To determine the amount of water that can be cooled by the evaporation of 57 g of water, we need to calculate the heat lost during the cooling process.

First, let's calculate the heat released when water cools from 35°C to 16°C:

Q1 = m * c * ΔT1,

where m is the mass of water, c is the specific heat of water, and ΔT1 is the temperature change.

Given:
m = 57 g,
c = 4.18 J/g·K,
ΔT1 = (35°C - 16°C) = 19°C.

Substituting the values into the formula:

Q1 = 57 g * 4.18 J/g·K * 19°C = 43442.86 J.

Next, let's calculate the heat required to evaporate the 57 g of water:

Q2 = m * Lvap,

where m is the mass of water and Lvap is the heat of vaporization.

Given:
m = 57 g,
Lvap = 2.4 kJ/g = 2400 J/g.

Substituting the values into the formula:

Q2 = 57 g * 2400 J/g = 136800 J.

Since the heat lost during cooling (Q1) is equal to the heat required for evaporation (Q2), we can set up the equation:

Q1 = Q2.

43442.86 J = 136800 J.

Now we can solve for the mass of water that can be evaporated:

m = Q2 / Lvap.

m = 136800 J / 2400 J/g = 57 g.

Therefore, 57 grams of water can be cooled from 35°C to 16°C by the evaporation of 57 g of water.

To find the answer, we need to calculate the heat absorbed during evaporation and the heat released during cooling. Then we can determine the mass of water that can be cooled by the given amount of heat.

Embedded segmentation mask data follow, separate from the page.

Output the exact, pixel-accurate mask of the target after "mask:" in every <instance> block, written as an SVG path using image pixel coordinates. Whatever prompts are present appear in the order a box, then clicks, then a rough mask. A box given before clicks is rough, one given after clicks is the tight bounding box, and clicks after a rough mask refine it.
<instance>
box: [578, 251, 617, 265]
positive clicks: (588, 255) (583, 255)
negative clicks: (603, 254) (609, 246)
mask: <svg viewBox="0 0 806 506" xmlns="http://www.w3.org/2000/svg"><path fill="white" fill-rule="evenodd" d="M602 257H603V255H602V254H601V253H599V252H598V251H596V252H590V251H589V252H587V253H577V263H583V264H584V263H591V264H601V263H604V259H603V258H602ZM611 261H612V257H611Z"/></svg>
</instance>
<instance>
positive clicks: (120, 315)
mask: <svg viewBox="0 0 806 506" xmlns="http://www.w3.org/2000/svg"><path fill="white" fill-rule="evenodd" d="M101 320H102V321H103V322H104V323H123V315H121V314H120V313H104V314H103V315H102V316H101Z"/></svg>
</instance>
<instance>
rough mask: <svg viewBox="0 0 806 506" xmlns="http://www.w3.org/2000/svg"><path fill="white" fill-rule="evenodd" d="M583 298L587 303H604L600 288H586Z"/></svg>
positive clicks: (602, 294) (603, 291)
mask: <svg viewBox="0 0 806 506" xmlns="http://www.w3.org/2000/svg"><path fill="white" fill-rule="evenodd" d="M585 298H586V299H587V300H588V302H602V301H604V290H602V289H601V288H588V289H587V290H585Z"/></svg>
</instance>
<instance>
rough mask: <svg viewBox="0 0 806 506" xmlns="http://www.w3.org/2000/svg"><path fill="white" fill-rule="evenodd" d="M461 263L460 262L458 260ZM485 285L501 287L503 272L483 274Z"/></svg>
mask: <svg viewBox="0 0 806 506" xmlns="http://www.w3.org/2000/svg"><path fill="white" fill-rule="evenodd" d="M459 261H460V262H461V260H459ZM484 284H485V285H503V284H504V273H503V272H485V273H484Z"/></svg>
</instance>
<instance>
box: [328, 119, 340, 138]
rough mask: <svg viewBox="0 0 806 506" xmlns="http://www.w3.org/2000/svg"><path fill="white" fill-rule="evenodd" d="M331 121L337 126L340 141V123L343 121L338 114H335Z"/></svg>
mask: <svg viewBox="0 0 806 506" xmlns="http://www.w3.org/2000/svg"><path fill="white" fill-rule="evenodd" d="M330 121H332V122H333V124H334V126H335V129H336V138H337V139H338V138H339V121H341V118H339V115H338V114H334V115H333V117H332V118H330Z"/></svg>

First, let's calculate the heat absorbed during evaporation of 57 g of water. The heat of vaporization of water is given as 2.4 kJ/g. Since the mass of water is 57 g, the heat absorbed during evaporation is:

Heat absorbed = Mass of water * Heat of vaporization
= 57 g * 2.4 kJ/g
= 136.8 kJ

Next, let's calculate the heat released during cooling. The temperature change is from 35°C to 16°C. The specific heat of water is 4.18 J/g·K. The formula to calculate the heat released is:

Heat released = Mass of water * Specific heat of water * Temperature change

To find the mass of water that can be cooled, we rearrange the formula:

Mass of water = Heat released / (Specific heat of water * Temperature change)

Substituting the values we have:

Mass of water = 136.8 kJ / (4.18 J/g·K * (35°C - 16°C))

Now we calculate the temperature change:

Temperature change = 35°C - 16°C
= 19°C

Substituting the values into the formula, we find:

Mass of water = 136.8 kJ / (4.18 J/g·K * 19°C)
≈ 136.8 kJ / (78.82 J/g)
≈ 1.734 g

Therefore, 1.734 grams of water can be cooled from 35°C to 16°C by the evaporation of 57 g of water.